= ISO 15189 =

ISO standard

ISO 15189 Medical laboratories — Requirements for quality and competence is an international standard that specifies the quality management system requirements particular to medical laboratories. The standard was developed by the International Organization for Standardization's Technical Committee 212 (ISO/TC 212). ISO/TC 212 assigned ISO 15189 to a working group to prepare the standard based on the details of ISO/IEC 17025:1999 General requirements for the competence of testing and calibration laboratories. This working group included provision of advice to medical laboratory users, including specifics on the collection of patient samples, the interpretation of test results, acceptable turnaround times, how testing is to be provided in a medical emergency, and the lab's role in the education and training of health care staff. While the standard is based on ISO/IEC 17025 and ISO 9001, it is a unique document that takes into consideration the specific requirements of the medical environment and the importance of the medical laboratory to patient care.

==History==
The first version of the standard was published in 2003, and it was revised in 2007 to align more closely to ISO/IEC 17025. A third edition of the standard was published in 2012, which revised the layout again and added a section on laboratory information management.

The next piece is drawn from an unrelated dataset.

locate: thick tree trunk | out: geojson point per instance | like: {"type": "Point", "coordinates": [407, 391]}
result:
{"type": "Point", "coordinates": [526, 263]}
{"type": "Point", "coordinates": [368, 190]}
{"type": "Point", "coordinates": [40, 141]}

Starting in 2010, it took four years for the Kenya National HIV Reference Laboratory to gain ISO 15189 accreditation.

In 2015 Plebani et al pointed out that "despite its growing global recognition by the main scientific organizations in the field of laboratory medicine, in many countries only a small number of laboratories are currently accredited" to ISO 15189.

In 2019 the question was asked "How Does ISO 15189 Laboratory Accreditation Support the Delivery of Healthcare in Ethiopia?" and answered by a systematic review.

In 2021 it became apparent that the International Health Regulations was a driver for ISO 15189 accreditation when the UKHSA provided training to EPHI staff.

In 2022 the 4th edition of ISO 15189 was published.